On 6/21/2010 6:34 PM, Keith H Duggar wrote:
> On Jun 21, 10:00 am, Peter Olcott<NoS...(a)OCR4Screen.com> wrote:
>> On 6/21/2010 1:14 AM, Walter Bright wrote:
>>> Peter Olcott wrote:
>>>> So would you say that it is helpful to make it as fast as possible at
>>>> design time, instead of just getting it working, and then later making
>>>> it fast? (It also sounds like you might follow this with repeated
>>>> iterations of speed improvement re-factorings).
>>
>>> If you have the experience to know how to design something for speed,
>>> sure, do
>>> it. Designing for speed isn't inherently bad, the problem comes
>>> inexperience
>>> with the problem domain leading to a poor choice of tradeoffs.
>>
>>> I suppose it's like designing an airplane. If you want the airplane to
>>> go fast,
>>> you've got to make those decisions favoring speed at every step of the
>>> design.
>>> But you'll still need an experienced aero engineer to get those
>>> tradeoffs right.
>>> Trying to retrofit speed in later isn't going to end well.
>>
>> That was exactly the point that I was trying to make with this thread.

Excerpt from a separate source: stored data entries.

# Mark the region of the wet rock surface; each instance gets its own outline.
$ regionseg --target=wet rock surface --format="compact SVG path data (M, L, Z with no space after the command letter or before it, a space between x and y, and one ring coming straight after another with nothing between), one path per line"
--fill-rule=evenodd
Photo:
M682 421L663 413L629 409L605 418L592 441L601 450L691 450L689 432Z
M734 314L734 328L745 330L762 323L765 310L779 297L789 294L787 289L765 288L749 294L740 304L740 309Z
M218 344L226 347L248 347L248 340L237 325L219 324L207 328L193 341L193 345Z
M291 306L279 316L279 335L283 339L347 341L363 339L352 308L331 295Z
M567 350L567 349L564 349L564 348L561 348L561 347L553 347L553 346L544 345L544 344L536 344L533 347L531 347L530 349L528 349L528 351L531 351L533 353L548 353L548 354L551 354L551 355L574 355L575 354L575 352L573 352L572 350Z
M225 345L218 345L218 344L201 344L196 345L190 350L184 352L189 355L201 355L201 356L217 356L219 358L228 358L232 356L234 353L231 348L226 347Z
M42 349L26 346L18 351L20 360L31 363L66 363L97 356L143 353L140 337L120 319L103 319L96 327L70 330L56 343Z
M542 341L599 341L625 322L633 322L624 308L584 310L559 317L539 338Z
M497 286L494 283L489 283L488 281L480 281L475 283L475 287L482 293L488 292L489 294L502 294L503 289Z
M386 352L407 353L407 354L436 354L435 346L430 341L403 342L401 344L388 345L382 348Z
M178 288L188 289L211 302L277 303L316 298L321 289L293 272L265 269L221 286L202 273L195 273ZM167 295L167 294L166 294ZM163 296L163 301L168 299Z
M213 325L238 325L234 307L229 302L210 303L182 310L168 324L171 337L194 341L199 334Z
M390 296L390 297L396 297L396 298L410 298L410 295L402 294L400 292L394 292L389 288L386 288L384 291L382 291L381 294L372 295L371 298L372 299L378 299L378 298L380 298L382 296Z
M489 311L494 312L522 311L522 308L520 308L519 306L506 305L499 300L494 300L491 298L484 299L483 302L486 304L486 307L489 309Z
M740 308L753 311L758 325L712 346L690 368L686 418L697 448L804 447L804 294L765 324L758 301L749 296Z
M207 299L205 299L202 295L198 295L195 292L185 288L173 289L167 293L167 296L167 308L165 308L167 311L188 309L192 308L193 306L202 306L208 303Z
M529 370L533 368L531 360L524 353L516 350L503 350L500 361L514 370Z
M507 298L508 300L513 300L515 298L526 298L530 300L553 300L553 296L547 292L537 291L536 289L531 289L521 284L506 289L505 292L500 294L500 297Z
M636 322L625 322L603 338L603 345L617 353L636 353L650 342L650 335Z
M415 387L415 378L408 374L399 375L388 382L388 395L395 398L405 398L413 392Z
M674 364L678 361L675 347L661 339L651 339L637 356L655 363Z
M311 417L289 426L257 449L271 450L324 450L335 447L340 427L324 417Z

>> Designing speed in from the beginning is much cheaper than just getting
>> it working, and then later making it faster, if very fast code is
>> initially known to be a primary design goal.
>
> Umm ... except that your thread title and various statements
> tried to create a (false) distinction between "conventional
> wisdom" and "this way" that does not exist. What Walter above
> describes is conventional wisdom at least among those who are
> educated (or have otherwise learned) proper /engineering/
> (software and otherwise).
>
> What you described as "conventional wisdom" is more aptly
> termed "naive wisdom" ie an oxymoron. That we are working in
> an industry where it has somehow become acceptable for those
> without proper education and training to produce our product
> (software) is another matter entirely; and it shows.
>
> KHD
>
>

What I cited as conventional wisdom has been cited to me countless times
as conventional wisdom by various respondents on other similar forums.

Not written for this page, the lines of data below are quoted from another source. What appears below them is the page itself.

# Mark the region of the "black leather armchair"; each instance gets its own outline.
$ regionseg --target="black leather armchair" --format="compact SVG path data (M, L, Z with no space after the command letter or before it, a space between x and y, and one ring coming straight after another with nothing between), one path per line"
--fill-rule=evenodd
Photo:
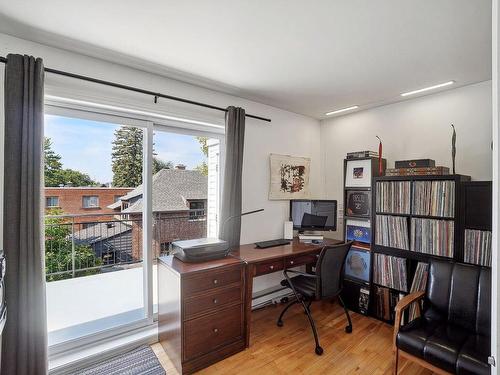
M349 312L347 311L340 292L342 291L343 269L347 253L351 248L352 242L347 242L335 246L326 246L321 250L315 267L315 273L305 273L295 270L285 270L283 275L285 280L281 285L287 286L292 289L295 300L290 302L281 312L277 325L283 326L283 315L286 311L296 303L302 304L304 312L309 319L309 324L314 335L316 342L315 352L317 355L323 354L323 348L319 345L318 332L311 315L311 303L314 300L339 298L340 304L344 308L344 312L349 324L346 326L347 333L352 332L352 323ZM289 274L296 276L290 277Z
M403 312L418 302L420 317L401 326ZM438 374L490 374L491 271L431 261L427 291L396 306L394 373L399 356Z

Essentially just get it working without considering speed at all, and
then later make it faster as needed. This does sound pretty naive.

However as Pete Becker so aptly pointed out it is very often the case
that the above degree of focus on performance is far too costly. I had
one employer that required batch programs for internal use where any
time spent on performance was time wasted.